Braised Pork Intestines with Pickled Vegetables (梅菜扣肥肠)

梅菜扣肥肠 (Braised Pork Intestines with Pickled Vegetables) is a classic dish from Jiangxi Cuisine, known for its bold flavors and unique ingredients. This dish features tender pork intestines braised with savory pickled vegetables, creating a rich and aromatic flavor profile.

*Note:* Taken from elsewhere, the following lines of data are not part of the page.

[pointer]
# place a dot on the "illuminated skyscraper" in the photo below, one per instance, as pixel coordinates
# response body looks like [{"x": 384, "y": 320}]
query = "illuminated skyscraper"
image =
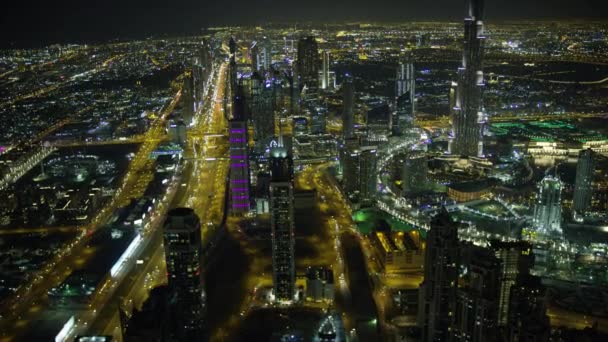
[
  {"x": 583, "y": 184},
  {"x": 405, "y": 95},
  {"x": 348, "y": 103},
  {"x": 467, "y": 113},
  {"x": 414, "y": 173},
  {"x": 262, "y": 111},
  {"x": 308, "y": 63},
  {"x": 183, "y": 254},
  {"x": 282, "y": 222},
  {"x": 437, "y": 304},
  {"x": 325, "y": 70},
  {"x": 528, "y": 319},
  {"x": 239, "y": 157},
  {"x": 476, "y": 315},
  {"x": 517, "y": 259},
  {"x": 548, "y": 210}
]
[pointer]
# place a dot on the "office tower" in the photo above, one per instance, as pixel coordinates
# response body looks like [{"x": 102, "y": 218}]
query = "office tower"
[
  {"x": 414, "y": 173},
  {"x": 300, "y": 125},
  {"x": 467, "y": 113},
  {"x": 308, "y": 63},
  {"x": 262, "y": 111},
  {"x": 548, "y": 209},
  {"x": 438, "y": 290},
  {"x": 325, "y": 70},
  {"x": 188, "y": 98},
  {"x": 318, "y": 120},
  {"x": 177, "y": 131},
  {"x": 583, "y": 184},
  {"x": 476, "y": 315},
  {"x": 378, "y": 122},
  {"x": 528, "y": 321},
  {"x": 517, "y": 259},
  {"x": 282, "y": 223},
  {"x": 404, "y": 97},
  {"x": 368, "y": 156},
  {"x": 183, "y": 254},
  {"x": 348, "y": 103},
  {"x": 239, "y": 157},
  {"x": 349, "y": 159}
]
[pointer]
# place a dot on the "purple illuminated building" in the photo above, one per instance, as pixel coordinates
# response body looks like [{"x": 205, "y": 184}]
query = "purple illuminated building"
[{"x": 239, "y": 158}]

Braised Pork Intestines with Pickled Vegetables (梅菜扣肥肠)

Ingredients

  • 500g pork intestines, cleaned and sliced
  • 100g pickled mustard greens
  • 3 slices ginger
  • 2 cloves garlic, minced
  • 2 green onions, chopped
  • 2 tablespoons Shaoxing wine
  • 1 tablespoon soy sauce
  • 1 tablespoon oyster sauce
  • 1 teaspoon sugar
  • 1/2 teaspoon salt
  • 1/4 teaspoon white pepper
  • 2 cups water

Instructions

  1. Blanch the pork intestines in boiling water for 5 minutes, then rinse with cold water and drain.
  2. Heat a wok or large skillet over medium heat, add the pork intestines and cook until browned. Remove and set aside.
  3. In the same wok, add the ginger, garlic, and green onions. Stir-fry until fragrant.
  4. Add the pickled mustard greens, Shaoxing wine, soy sauce, oyster sauce, sugar, salt, and white pepper. Stir well.
  5. Return the pork intestines to the wok, add water, and bring to a boil. Reduce heat, cover, and simmer for 1 hour.
  6. Once the pork intestines are tender and the sauce has thickened, serve hot and enjoy!

Cooking & Preparation

Preparation time:
20 minutes
Cooking time:
1 hour
Total time:
1 hour
Cooking method
Stovetop

Nutritional facts per 1 serving

Calories
350 per serving
Protein
25g
Fat
20g
Carbohydrates
15g

Supplies

Wok or large skillet Cutting board Knife Measuring spoons Measuring cups

Tools

Serving platter Stove Strainer

Serving suggestions

Serve the 梅菜扣肥肠 with steamed rice and a side of stir-fried vegetables for a complete meal.

Tips & tricks

For a richer flavor, marinate the pork intestines in Shaoxing wine and soy sauce for 30 minutes before cooking.